Lee Stickells (University of Sydney) – Lee Stickells is an Associate Professor in the Faculty of Architecture, Design and Planning. His research documents and interprets the built environments of back-to-the-land movements in Australia and the US. He organized the international conference “Aquarius Redux: Rethinking Architecture’s Counterculture” in Sydney (2016). His publications include “Hand Made: The Ecology of a Countercultural Architecture,” in the exhibition catalog Not Quite Square (Lee also curated the exhibition’s installation at the University of Sydney in 2013), and  “Housing the Farmers of Enlightenment,” in Activism at Home (Jovis, 2021). With Greg Castillo, Stickells is the co-editor of Design Radicals: Spaces of Bay Area Counterculture (University of Minnesota Press, forthcoming).

Vision

We believe that the health of our communities and the planet itself will depend upon knowing our past, in particular the experiments in ways of living, doing business and political organizing born in the Sixties, and beyond.
Counterculture deserves to be studied without judgment, challenging powerful stereotypes such as “hippie-to-yuppies” or idealistic representations of reality.
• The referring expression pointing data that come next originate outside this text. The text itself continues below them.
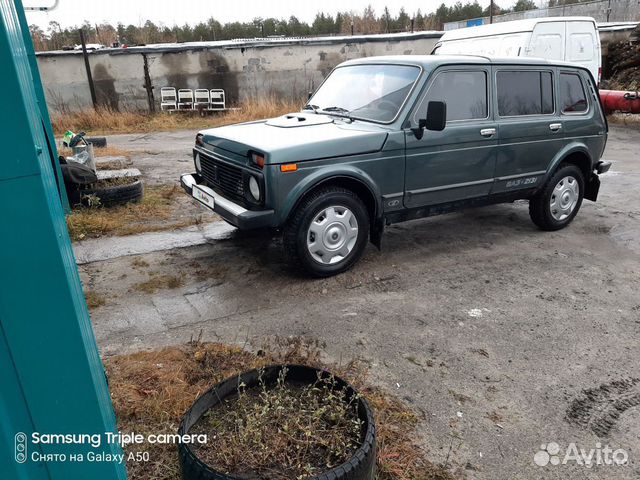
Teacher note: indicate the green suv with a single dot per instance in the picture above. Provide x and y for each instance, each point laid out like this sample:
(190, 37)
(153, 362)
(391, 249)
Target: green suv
(388, 139)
It is also imperative that we look beyond aesthetic depictions of counterculture (long hair, drugs, sexual liberation) to the social and political context and what counterculturists (hippies, campus radicals, back-to-the-landers, etc) rejected, created and promoted. This is why we include “counter” cultural movements such as the student dissent movements of the 1960’s and onward to today.

GOALS

Our goals are to save the rich and diverse materials, stories and publications that came out of the counterculture and to preserve the legacies of the many organizations that were started then with many still in operation today. We are also documenting communities and homesteads that sprang up in the 1960s and ‘70s, and many now have multi-generational members.

Our first objectives are to offer a unified resource of Coalition affiliates’ materials for public access; to support affiliates in gathering and cataloging additional materials including documents, media, oral histories and ephemera; and to develop regional storefront-interpretive centers for intake and presentation of CHC materials.